1925-1937 arasında tam 9 kere yargılanan, çeşitli hapis cezalarına çarptırılan ama bir şekilde hapis yatmaktan kurtulan Nazım Hikmet, 1938 yılında “Donanma Davası” adıyla anılan bir davadan 28 yıl ceza aldı. Bu dava tamamen suçlu diye yargılananların aralarında kitap alışverişi yapmaları ve Nazım şiirlerini okumalarından ibaretti.
Kitap ve Nazım şiirleri okumaktan 12 yıl hapis yatmak ne demek? Şöyle bir tahayyül etmeyi denediğinizde bile, korkunun dipsiz kuyusuna yuvarlanır insan.
Kemal Tahir cezaevinde yattığı 12 yıl boyunca dönemin Anadolu insanını anlatan birçok kitap yazdı.
Nazım ve arkadaşlarına yapılan bu zulmün zalimleri kimlerdi?
Nazım ve arkadaşları için yapılan af girişimlerine duyarsız kalan dönemin hükümeti kimdi?
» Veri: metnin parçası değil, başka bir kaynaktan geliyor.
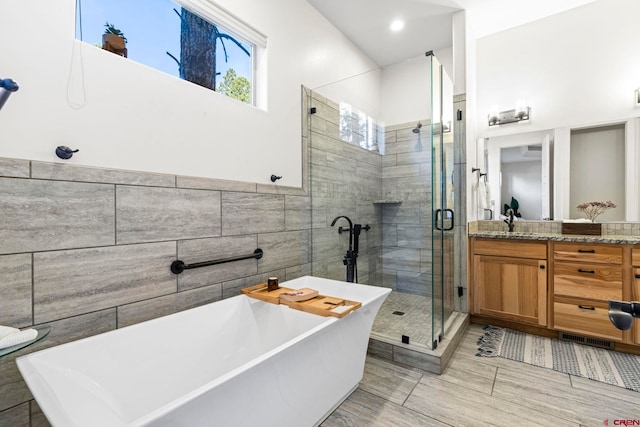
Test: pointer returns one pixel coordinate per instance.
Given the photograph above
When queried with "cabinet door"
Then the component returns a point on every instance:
(511, 288)
(635, 296)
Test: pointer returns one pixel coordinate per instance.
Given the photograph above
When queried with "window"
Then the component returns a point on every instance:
(360, 129)
(190, 39)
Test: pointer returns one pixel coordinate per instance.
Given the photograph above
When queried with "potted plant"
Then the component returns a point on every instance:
(114, 40)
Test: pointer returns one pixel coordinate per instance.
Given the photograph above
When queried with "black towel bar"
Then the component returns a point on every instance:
(178, 266)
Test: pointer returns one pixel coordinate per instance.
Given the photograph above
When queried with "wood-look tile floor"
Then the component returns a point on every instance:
(480, 391)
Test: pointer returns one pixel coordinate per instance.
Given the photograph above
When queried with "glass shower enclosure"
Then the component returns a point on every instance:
(383, 196)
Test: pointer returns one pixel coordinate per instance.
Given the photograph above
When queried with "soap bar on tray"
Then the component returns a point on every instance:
(303, 294)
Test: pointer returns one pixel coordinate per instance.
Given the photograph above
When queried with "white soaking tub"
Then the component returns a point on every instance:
(235, 362)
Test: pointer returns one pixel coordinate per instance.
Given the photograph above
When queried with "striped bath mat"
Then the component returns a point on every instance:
(611, 367)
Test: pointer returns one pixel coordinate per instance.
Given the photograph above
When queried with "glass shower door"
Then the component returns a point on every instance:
(442, 199)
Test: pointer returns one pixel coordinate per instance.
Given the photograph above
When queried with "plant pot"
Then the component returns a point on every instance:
(115, 44)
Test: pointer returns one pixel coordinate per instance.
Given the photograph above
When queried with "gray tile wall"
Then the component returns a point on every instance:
(87, 250)
(345, 180)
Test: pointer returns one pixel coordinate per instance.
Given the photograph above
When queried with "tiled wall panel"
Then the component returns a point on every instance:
(201, 250)
(156, 214)
(68, 283)
(15, 290)
(47, 215)
(246, 213)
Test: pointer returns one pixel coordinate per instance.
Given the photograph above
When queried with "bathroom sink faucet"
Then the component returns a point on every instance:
(510, 220)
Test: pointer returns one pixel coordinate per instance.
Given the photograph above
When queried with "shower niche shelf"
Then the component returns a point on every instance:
(387, 202)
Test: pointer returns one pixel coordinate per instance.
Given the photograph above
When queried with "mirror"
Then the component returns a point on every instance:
(518, 168)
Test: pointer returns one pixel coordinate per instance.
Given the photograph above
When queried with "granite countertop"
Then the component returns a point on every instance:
(619, 239)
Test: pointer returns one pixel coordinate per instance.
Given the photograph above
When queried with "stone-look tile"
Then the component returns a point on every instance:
(201, 250)
(234, 287)
(37, 417)
(281, 189)
(298, 271)
(405, 259)
(14, 168)
(458, 405)
(13, 390)
(48, 215)
(214, 184)
(580, 406)
(155, 214)
(15, 417)
(68, 283)
(388, 380)
(283, 250)
(15, 288)
(244, 213)
(365, 409)
(137, 312)
(380, 349)
(297, 213)
(426, 362)
(69, 172)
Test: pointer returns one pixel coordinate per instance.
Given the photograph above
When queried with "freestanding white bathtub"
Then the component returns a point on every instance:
(235, 362)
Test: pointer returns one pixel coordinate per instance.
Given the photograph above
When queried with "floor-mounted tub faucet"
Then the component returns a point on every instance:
(510, 220)
(350, 259)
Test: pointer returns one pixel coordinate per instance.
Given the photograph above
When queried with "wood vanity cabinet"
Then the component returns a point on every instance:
(510, 280)
(585, 277)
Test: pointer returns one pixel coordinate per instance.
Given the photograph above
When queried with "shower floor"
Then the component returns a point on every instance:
(415, 322)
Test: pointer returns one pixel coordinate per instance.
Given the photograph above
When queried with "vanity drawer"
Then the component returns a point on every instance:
(588, 319)
(588, 252)
(590, 281)
(635, 256)
(511, 248)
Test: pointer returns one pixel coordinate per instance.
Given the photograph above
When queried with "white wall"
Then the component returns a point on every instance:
(131, 117)
(406, 88)
(579, 67)
(522, 181)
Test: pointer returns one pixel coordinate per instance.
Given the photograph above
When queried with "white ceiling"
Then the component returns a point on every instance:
(427, 22)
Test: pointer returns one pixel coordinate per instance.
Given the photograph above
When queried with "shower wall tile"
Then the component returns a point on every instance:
(137, 312)
(69, 172)
(297, 212)
(14, 168)
(401, 259)
(13, 390)
(401, 171)
(215, 184)
(283, 250)
(200, 250)
(15, 417)
(15, 288)
(414, 236)
(69, 283)
(244, 213)
(155, 214)
(48, 215)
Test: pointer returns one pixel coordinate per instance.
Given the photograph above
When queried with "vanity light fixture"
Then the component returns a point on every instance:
(520, 113)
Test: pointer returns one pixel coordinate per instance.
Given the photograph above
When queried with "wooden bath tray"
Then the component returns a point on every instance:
(321, 305)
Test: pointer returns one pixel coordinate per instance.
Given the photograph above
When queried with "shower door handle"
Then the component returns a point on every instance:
(439, 218)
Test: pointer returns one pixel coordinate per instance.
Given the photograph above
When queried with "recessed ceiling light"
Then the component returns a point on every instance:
(397, 25)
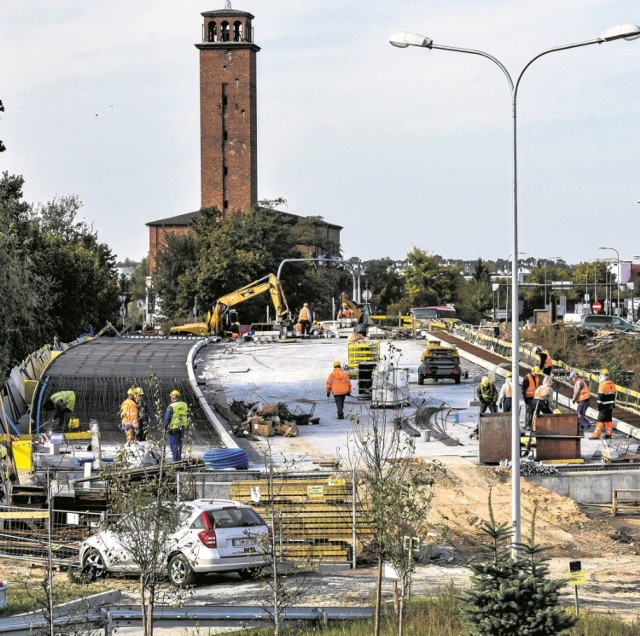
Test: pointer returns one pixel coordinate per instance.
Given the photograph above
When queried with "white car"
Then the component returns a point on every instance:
(214, 535)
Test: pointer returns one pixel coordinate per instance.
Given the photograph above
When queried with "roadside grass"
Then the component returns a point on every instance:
(26, 592)
(440, 614)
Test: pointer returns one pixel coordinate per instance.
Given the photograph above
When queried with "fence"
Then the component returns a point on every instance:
(315, 518)
(625, 397)
(29, 533)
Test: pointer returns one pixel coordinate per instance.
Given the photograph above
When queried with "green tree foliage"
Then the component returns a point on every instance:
(384, 282)
(428, 282)
(56, 278)
(513, 596)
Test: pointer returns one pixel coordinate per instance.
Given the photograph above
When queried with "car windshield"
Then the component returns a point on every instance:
(234, 518)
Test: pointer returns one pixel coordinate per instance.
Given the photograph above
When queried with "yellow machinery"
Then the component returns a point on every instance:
(216, 319)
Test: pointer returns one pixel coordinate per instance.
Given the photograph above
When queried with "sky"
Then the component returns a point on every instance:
(402, 147)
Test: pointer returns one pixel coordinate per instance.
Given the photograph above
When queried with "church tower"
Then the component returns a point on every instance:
(228, 118)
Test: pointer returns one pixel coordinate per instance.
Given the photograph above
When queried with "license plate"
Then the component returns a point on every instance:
(245, 541)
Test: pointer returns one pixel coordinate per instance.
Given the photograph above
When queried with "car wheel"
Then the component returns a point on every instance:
(93, 562)
(180, 572)
(249, 573)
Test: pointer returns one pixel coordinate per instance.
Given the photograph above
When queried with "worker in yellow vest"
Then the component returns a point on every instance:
(63, 402)
(338, 384)
(505, 396)
(176, 420)
(305, 318)
(129, 416)
(581, 395)
(606, 404)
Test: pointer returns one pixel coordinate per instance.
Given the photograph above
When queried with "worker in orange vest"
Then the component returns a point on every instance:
(129, 417)
(506, 394)
(304, 318)
(530, 383)
(339, 384)
(581, 395)
(606, 404)
(546, 361)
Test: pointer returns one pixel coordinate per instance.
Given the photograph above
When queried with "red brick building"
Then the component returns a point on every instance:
(228, 127)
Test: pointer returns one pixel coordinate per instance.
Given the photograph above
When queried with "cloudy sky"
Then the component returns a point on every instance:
(403, 147)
Nazım 14 Mayıs 1950 seçimlerini kazanan Demokrat Partinin çıkardığı ve 15 Temmuz 1950 tarihinde yürürlüğe giren genel af yasası ile cezaevinden çıktı.
Nazım Hikmet 49 yaşında olmasına rağmen askere çağrılır. Mevcut durumda iktidarın başına bir iş açacağı kaygısıyla (ki, Sabahattin Ali’nin katledilmesi örneği ortadadır) 17 Haziran 1951 yılında Türkiye’yi terk etmek zorunda kalır.
Türkiye çok partili yaşama geçmiş, hükümet değişmiştir ama devletin Nazım’a ve sola bakışı değişmemiştir. Komünizm ebedi düşmandır. Hükümet değişince Nazım’a saldırı cenahında öne çıkanlar da değişir. Artık iktidar olan DP kesimi Nazım’ı 25 Temmuz 1951’de, Bakanlar Kurulu kararıyla Türk vatandaşlığından çıkararak vatan haini ilan eder. Tabi Cumhuriyet gazetesi bundan geri kalacak değil ya; o da Nazım için “Vatan Hani” manşetini atar. 30 Haziran 1951 tarihli nüshasında Nazım’ın fotoğrafını gazeteye “Millet doya doya yüzüne tükürsün” diye bastık der. Cumhuriyet’in Nadir Nazi’lik (!) dönemleridir.
Nazım Kimin Şairi
Nazım Hikmet ezilen halkların, işçi sınıfının, dünya barışının ve komünistlerin şairidir. Nazım özgürlüğün, emeğin, sevdanın, çocukların şairidir. Nazım egemenlerin, muktedirlerin, demokrasi düşmanlarının, faşistlerin karşısında olduğu, onlarla mücadele ettiği için solun şairidir. Nazım vatan hainliği yaftasını hürriyet sevdasıyla parçalayarak iktidarın suratına çarpan bir şairdir. Ve Nazım, Türkçeyi çok iyi kullanan, dünya ölçeğinde bilinen, sevilen enternasyonalist büyük bir şairdir.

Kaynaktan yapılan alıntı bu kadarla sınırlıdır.